Compared to the most material issues pharmaceutical companies face—access to medicines, product quality, supply chain, ethics in sales and marketing—nanotechnology is often treated as a horizon issue. While there are some stakeholders with questions around nanotechnology, we learned that the objective science behind nanotechnology stands to bring pharmaceutical companies more opportunities than risks.

Nano means “small”—and the simple fact is that smaller particles have larger surface area and are therefore more quickly absorbed into the blood stream. As Dr. David Hollinshead put it, “Nanomedicines are most likely better medicines.” And already, many pharmaceutical companies have begun utilizing nanotechnology to improve drug delivery and targeting. In oncology, for example, nanomedicines are being tested for their ability to reach cell targets that have otherwise eluded more conventional medicines.

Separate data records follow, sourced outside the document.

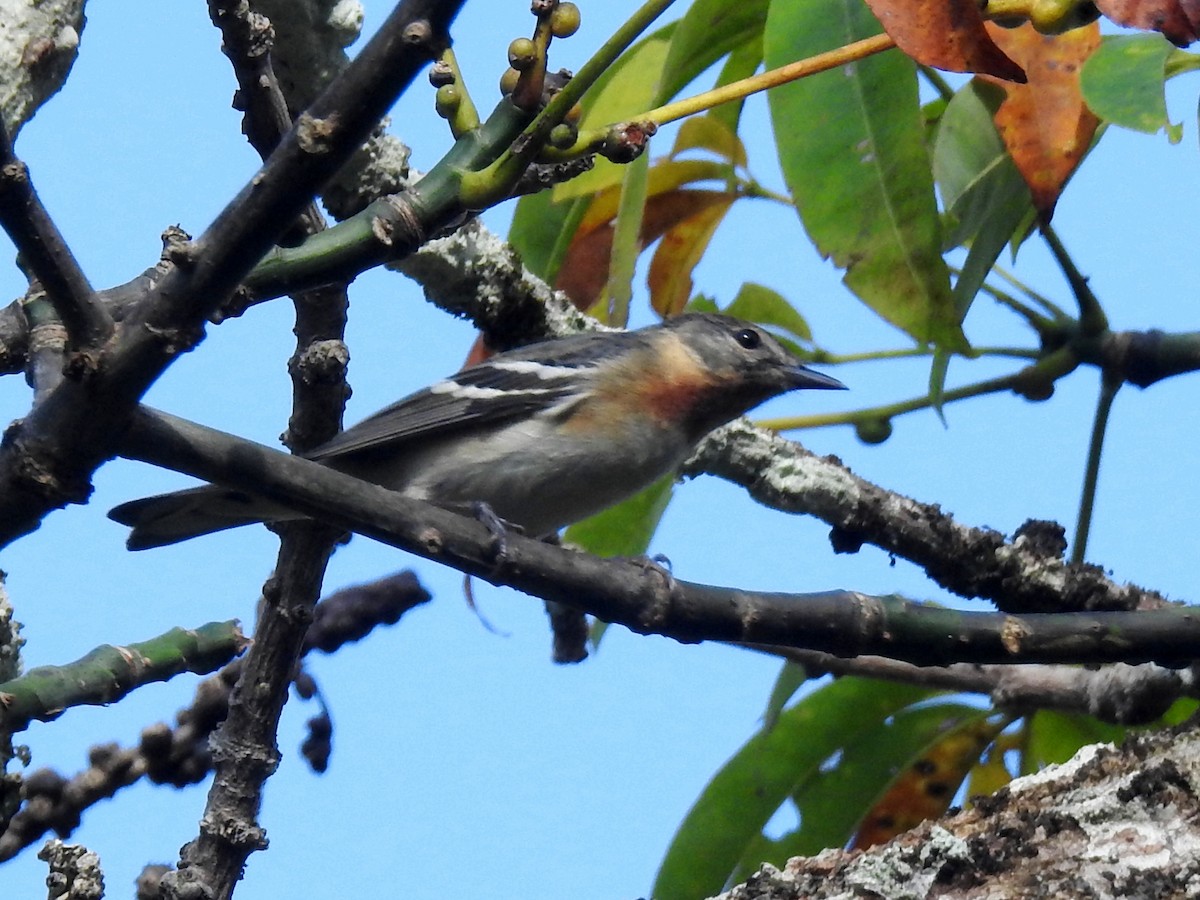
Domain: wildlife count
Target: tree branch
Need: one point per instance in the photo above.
(1117, 694)
(1019, 576)
(48, 461)
(840, 622)
(45, 252)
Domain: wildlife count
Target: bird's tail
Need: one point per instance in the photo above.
(172, 517)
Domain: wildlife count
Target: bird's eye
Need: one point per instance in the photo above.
(748, 337)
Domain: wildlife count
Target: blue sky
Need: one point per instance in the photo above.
(463, 761)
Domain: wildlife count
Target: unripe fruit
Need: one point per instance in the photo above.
(563, 136)
(522, 54)
(447, 100)
(873, 431)
(509, 81)
(564, 21)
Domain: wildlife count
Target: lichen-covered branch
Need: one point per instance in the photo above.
(1018, 576)
(845, 623)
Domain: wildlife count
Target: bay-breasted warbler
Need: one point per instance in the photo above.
(545, 435)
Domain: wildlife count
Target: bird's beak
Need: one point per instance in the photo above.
(808, 378)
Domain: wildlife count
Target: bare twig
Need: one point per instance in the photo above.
(840, 622)
(45, 252)
(48, 461)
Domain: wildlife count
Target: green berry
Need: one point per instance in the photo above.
(447, 100)
(563, 136)
(564, 21)
(522, 54)
(509, 81)
(873, 431)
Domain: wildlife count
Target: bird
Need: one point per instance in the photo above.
(540, 437)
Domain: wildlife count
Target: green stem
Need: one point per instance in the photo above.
(917, 353)
(108, 673)
(513, 161)
(889, 411)
(627, 240)
(1109, 388)
(1029, 381)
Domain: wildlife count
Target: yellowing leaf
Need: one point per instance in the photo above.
(679, 251)
(1045, 124)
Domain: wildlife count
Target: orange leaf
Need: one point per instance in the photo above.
(679, 251)
(585, 270)
(927, 789)
(945, 34)
(1044, 124)
(1177, 19)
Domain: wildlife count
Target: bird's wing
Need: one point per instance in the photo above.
(511, 385)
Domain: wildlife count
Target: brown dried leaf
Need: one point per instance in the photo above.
(945, 34)
(585, 268)
(1044, 124)
(1177, 19)
(679, 251)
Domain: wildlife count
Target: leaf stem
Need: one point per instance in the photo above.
(775, 77)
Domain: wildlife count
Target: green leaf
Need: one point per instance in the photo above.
(791, 678)
(624, 529)
(1123, 81)
(769, 307)
(709, 30)
(851, 144)
(628, 88)
(708, 132)
(835, 799)
(543, 229)
(1055, 737)
(742, 797)
(981, 186)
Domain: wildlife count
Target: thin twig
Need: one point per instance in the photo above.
(45, 252)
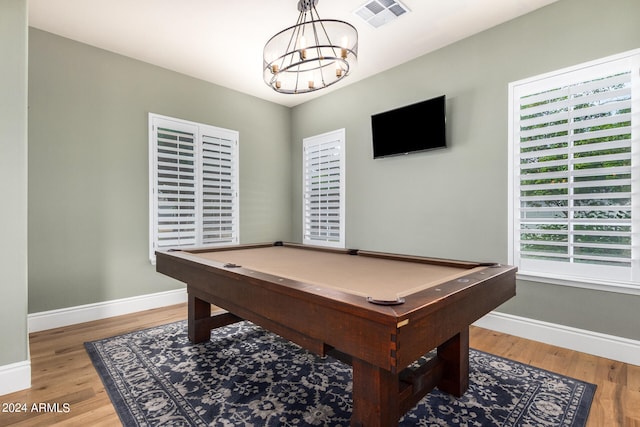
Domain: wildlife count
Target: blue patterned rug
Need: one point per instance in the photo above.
(246, 376)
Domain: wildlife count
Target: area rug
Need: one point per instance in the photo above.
(246, 376)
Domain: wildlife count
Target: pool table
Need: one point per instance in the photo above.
(378, 312)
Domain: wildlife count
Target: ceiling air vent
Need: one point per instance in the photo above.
(380, 12)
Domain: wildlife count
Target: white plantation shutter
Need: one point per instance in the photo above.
(574, 138)
(219, 184)
(323, 186)
(176, 186)
(194, 185)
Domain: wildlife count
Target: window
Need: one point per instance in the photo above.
(323, 186)
(193, 184)
(575, 170)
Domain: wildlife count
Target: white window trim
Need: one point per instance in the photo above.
(623, 287)
(198, 129)
(337, 136)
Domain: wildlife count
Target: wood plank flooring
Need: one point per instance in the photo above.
(63, 374)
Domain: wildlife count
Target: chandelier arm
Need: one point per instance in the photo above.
(310, 54)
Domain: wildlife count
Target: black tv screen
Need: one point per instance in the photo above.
(408, 129)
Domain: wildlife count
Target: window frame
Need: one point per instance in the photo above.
(201, 133)
(334, 140)
(567, 76)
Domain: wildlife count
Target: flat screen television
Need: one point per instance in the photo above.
(409, 129)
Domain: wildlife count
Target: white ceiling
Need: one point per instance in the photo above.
(222, 41)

Yet, the nature of this scientific advancement remains surrounded by “unknown unknowns.” And there is a need for companies—in the pharma sector and beyond—to be proactive in the management and communication of this technology. From MATTER’s “Walking with Stakeholders” project, we know that lack of information is itself a source of distrust among stakeholders. As King put it, “It’s not so much that nano is an issue today, but it’s worth managing and watching closely if only to avoid a situation like that in which Monsanto found itself with GM (genetically modified foods).”

So for pharmaceutical companies, the question is not, “Is nano a stakeholder concern?” but rather, “What do we need to learn, and then what do we need to show our stakeholders to gain their trust?”